Tips to Minimize Friction When Starting Out
- Start with simple POML prompts (system, user, output) before layering in variables, loops, or multiple sections.
- Use a live preview or rendering in your editor so you can see what the LLM will “see.”
- Keep a library of small prompt components (roles, constraints, examples) you reuse across tasks.
- Version your POML files (e.g. in Git) rather than copying-and-pasting long prompt strings everywhere.
- Always test both the POML authoring side and the rendered prompt side to ensure behavior matches your intent.
Summary & First Prompt Checklist
By the end of this post, a reader should be able to:
- Write a basic POML prompt with
<system>,<user>,<output>, and optional<constraints>or<examples>. - Use a POML-compatible tool (e.g. VS Code, POML SDK) to render it into an actual prompt string.

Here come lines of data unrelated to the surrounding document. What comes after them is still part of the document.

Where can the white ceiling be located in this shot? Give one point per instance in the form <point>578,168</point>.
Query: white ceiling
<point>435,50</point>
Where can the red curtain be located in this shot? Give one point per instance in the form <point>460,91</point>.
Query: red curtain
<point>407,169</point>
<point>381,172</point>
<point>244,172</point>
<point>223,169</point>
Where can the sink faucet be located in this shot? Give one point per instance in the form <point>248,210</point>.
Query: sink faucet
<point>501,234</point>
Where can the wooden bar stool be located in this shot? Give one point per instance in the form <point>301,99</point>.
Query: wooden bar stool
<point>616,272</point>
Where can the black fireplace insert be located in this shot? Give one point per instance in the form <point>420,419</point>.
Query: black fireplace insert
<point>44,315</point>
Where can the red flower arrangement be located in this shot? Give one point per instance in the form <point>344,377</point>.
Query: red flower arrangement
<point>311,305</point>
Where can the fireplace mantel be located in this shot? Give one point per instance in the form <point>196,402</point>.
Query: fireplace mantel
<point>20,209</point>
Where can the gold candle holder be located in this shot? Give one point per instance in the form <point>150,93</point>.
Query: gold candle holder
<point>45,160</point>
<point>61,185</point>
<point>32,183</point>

- Copy the rendered prompt into a ChatGPT or LLM API interface and receive a valid response.
Here’s a quick checklist before you run your first structured prompt:
- Is your POML syntactically valid (e.g. tags match, no nesting mistakes)?
- Have you previewed what the flattened prompt looks like?
- Did you include an explicit
<output>section so the model knows exactly what to return? - Did you test with a simple prompt first (no templating) to verify the pipeline?
- Are you confident that constraints / examples are clearly expressible in your POML?
Once that pipeline is working, you can gradually layer in more sophistication: templating, loops, data embedding, multi-agent orchestration, and more.